LMPTHW ex33: Parser.expression() returns Production and/or Tokens

I’m doing my own implementation of the Parser.expression() grammar from ex33 of LMPTHW.

I’m noticing that, unlike all the other grammars which only return Productions, the Parser.expression() grammar may return either a single Token (of NAME or INTEGER type) or an Expression Production. This appears to depend on whether or not the expression contains an operator (ie PLUS).

Understandably, the simplest expression is a single variable or number, but it might be confusing later when we have to analyze both Token and Production objects in the Parser’s output. Wouldn’t it be better to come up with an Expression Production class for consistency? I’ve never built an analyzer, so I don’t know what makes more sense. I’m just thinking ahead.

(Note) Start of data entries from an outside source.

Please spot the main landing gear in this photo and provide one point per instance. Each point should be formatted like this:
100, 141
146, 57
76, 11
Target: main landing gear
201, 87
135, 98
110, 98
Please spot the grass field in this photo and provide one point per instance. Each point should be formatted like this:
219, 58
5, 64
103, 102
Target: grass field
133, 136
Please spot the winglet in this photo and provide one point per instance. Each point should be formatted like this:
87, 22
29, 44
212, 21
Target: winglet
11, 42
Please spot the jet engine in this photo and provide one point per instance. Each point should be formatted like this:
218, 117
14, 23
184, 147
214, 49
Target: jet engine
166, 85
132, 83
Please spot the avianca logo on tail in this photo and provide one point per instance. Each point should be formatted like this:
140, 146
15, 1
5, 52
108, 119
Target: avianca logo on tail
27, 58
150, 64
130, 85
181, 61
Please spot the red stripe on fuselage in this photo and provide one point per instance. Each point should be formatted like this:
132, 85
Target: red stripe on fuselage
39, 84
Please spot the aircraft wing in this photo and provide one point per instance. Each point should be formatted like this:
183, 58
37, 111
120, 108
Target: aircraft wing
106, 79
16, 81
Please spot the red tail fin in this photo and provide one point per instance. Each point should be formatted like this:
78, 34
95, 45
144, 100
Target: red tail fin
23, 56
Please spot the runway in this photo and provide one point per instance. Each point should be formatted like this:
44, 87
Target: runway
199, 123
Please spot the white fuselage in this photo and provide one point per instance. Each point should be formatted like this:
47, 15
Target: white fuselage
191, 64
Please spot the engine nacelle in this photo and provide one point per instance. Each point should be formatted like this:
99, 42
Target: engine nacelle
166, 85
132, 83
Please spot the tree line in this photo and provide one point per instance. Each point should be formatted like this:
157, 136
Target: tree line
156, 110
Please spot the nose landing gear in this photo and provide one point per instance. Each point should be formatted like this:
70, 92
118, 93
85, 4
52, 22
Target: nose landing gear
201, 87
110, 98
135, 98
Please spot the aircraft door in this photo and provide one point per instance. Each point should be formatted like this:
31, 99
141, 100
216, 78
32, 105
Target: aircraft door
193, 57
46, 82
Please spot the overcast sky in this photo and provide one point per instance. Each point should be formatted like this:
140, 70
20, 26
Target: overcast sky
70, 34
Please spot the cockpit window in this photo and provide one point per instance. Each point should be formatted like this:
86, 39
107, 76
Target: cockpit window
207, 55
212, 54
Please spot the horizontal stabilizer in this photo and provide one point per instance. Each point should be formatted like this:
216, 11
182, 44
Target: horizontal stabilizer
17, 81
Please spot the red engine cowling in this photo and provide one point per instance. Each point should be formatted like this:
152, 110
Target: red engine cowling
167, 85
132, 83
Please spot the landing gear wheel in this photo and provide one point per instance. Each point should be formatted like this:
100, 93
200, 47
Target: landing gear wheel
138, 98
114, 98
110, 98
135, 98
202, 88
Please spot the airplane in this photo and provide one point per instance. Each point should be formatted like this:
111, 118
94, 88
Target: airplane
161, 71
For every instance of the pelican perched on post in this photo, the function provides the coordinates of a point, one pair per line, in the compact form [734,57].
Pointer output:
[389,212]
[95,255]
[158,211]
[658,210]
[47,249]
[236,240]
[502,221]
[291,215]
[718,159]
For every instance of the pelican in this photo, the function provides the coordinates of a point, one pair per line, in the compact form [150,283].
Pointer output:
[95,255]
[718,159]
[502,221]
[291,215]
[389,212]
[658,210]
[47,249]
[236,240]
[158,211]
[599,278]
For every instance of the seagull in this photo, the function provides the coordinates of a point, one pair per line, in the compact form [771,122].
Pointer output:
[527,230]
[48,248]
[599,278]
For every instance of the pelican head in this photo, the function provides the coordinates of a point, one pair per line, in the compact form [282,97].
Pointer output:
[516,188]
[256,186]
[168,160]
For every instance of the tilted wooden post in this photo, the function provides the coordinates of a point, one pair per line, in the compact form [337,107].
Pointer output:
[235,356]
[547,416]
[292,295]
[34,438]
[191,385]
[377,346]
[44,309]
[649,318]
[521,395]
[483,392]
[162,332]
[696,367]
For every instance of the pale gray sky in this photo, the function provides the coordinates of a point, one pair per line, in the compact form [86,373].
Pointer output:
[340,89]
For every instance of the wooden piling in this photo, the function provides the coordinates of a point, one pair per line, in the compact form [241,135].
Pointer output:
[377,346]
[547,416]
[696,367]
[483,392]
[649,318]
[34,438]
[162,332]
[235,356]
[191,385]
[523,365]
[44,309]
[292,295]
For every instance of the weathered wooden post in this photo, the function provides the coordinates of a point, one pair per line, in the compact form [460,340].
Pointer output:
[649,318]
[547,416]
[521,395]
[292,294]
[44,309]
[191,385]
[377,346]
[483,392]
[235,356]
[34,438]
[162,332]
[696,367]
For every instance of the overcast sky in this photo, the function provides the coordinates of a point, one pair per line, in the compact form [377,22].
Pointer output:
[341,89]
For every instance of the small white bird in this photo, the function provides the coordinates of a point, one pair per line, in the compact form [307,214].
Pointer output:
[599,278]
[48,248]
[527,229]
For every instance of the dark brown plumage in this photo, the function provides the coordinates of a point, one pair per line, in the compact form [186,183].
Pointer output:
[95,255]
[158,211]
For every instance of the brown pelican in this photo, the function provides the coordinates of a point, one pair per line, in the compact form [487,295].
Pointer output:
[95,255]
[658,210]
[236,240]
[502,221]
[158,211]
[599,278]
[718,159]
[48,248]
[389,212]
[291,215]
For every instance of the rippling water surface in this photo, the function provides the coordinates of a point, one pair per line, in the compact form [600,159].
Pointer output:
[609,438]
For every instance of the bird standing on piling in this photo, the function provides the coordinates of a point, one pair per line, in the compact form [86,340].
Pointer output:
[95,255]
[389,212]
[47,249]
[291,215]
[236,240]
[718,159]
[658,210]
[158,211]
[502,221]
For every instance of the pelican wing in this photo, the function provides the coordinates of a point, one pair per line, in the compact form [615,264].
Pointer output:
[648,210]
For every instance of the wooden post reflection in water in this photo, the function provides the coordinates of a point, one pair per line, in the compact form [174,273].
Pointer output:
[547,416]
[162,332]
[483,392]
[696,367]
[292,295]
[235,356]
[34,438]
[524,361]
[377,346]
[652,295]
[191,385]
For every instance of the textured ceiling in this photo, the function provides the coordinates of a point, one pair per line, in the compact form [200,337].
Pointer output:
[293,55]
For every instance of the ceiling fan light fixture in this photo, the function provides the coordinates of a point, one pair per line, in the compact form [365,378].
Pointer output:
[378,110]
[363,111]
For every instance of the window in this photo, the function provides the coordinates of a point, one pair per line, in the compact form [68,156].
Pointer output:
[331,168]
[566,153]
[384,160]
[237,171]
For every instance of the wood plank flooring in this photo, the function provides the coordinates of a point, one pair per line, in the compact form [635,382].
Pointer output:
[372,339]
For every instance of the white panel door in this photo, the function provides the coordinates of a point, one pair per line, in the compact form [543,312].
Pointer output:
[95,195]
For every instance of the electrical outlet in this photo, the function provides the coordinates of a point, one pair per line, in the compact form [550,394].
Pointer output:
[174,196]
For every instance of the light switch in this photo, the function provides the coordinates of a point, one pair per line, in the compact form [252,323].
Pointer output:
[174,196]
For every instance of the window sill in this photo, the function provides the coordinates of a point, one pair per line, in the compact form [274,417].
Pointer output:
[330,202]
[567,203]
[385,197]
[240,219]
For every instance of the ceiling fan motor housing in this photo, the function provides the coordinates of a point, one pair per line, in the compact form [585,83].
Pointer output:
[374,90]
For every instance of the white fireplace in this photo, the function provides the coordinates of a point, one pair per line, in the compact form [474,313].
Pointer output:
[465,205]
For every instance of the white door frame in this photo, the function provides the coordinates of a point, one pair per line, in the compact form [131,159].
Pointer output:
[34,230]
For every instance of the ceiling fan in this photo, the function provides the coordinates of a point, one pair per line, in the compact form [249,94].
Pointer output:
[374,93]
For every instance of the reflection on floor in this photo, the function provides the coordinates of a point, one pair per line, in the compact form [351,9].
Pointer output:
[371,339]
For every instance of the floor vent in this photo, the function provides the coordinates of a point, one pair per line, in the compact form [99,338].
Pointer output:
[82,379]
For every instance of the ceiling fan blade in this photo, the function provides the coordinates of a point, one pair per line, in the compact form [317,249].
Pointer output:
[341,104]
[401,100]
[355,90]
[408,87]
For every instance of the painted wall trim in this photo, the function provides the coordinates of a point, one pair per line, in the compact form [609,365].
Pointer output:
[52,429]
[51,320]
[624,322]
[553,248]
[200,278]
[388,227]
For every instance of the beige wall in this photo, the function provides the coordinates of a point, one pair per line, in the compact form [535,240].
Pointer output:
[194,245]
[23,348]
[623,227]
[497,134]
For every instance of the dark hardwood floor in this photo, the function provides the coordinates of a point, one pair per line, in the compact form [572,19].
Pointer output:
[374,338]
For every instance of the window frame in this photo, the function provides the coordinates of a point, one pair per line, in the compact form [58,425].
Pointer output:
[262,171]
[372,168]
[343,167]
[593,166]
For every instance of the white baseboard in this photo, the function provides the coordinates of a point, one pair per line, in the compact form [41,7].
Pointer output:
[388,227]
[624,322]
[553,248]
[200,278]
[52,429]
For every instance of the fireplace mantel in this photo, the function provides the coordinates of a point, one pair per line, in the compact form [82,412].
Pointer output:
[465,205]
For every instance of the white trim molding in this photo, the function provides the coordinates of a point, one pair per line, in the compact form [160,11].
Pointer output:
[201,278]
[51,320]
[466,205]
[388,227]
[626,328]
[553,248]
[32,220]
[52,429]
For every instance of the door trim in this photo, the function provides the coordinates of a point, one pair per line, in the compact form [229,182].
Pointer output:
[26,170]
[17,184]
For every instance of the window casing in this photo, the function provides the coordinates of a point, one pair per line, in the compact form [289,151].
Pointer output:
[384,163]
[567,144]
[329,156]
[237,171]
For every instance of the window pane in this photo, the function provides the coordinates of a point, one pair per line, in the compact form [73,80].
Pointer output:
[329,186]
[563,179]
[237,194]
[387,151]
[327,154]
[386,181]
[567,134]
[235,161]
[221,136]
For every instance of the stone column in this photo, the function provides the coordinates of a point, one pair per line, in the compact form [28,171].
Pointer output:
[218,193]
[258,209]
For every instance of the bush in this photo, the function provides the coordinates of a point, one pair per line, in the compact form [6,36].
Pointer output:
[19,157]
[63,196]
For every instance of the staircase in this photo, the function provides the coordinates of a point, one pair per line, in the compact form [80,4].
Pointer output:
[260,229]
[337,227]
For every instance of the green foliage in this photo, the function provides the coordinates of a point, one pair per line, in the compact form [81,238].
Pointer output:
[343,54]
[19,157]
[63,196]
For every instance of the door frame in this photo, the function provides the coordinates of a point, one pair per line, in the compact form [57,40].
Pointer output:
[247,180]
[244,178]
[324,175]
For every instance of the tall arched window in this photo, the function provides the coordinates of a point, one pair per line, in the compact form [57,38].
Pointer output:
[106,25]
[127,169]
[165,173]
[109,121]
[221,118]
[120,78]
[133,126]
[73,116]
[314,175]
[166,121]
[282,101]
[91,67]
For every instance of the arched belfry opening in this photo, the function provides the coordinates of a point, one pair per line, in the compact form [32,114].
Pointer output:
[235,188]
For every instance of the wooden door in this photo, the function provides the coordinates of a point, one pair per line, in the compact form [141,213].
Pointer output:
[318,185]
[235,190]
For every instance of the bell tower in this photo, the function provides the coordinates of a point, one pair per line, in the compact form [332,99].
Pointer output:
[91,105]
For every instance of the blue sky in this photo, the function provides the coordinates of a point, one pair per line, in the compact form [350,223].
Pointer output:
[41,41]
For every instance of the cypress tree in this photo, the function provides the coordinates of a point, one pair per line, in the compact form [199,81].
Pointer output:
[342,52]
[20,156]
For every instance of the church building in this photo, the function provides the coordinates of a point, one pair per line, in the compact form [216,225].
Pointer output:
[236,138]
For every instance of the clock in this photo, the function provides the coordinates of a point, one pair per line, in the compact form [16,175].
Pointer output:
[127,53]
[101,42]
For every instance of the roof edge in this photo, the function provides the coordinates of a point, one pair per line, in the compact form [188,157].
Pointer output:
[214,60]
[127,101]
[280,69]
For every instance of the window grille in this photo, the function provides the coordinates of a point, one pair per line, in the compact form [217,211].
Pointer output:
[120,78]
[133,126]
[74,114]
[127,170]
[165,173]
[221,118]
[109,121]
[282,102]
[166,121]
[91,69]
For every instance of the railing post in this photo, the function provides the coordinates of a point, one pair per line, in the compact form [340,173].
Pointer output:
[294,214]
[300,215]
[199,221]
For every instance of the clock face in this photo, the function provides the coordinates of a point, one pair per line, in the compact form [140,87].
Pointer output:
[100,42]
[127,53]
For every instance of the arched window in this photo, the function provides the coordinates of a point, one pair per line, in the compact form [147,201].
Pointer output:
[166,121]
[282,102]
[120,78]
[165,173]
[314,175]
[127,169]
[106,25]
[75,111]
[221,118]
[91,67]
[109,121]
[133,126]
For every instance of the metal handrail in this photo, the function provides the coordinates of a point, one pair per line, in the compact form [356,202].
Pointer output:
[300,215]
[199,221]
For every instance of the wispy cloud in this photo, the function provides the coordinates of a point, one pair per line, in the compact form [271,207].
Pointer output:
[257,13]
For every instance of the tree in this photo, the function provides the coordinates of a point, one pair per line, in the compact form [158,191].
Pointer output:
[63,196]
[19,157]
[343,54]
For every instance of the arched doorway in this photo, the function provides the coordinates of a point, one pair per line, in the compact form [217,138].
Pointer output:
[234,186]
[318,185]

Here is the sample code from the book:

def expression(tokens):
    """expression = name / plus / integer"""
    start = peek(tokens)
    if start == 'NAME':
        name = match(tokens, 'NAME')
        if peek(tokens) == 'PLUS':
            return plus(tokens, name)
            return name
    elif start == 'INTEGER':
        number = match(tokens, 'INTEGER')
        if peek(tokens) == 'PLUS':
            return plus(tokens, number)
            return number
        assert False, "Syntax error %r" % start

I should mention that the Parser.plus() grammar returns a Production instance.

In the Parser none of the functions should return tokens as their job is crafting the right Production. One thing I see here is you’ve got a module function rather than a class. If you have a class it’s a bit easier to work this as you can keep calling each function and then keep the state in self.tokens.

But, I think the best clue for you is this:

Expression is recursive, in that it matches one side of an expression, and then calls itself for the other side. So if you have x = y + 100 then you you call expression on y + 100, that matches the y, the +, which tells you that the right side needs to be handled. Well that can be another expression so just do expression(100) and you’re done. This can then handle complex things like y + (x - j * 100) when you get more advanced.

Then, I’d assert that expression can never return a token as that’d be a bug. Also, capitalize your classes.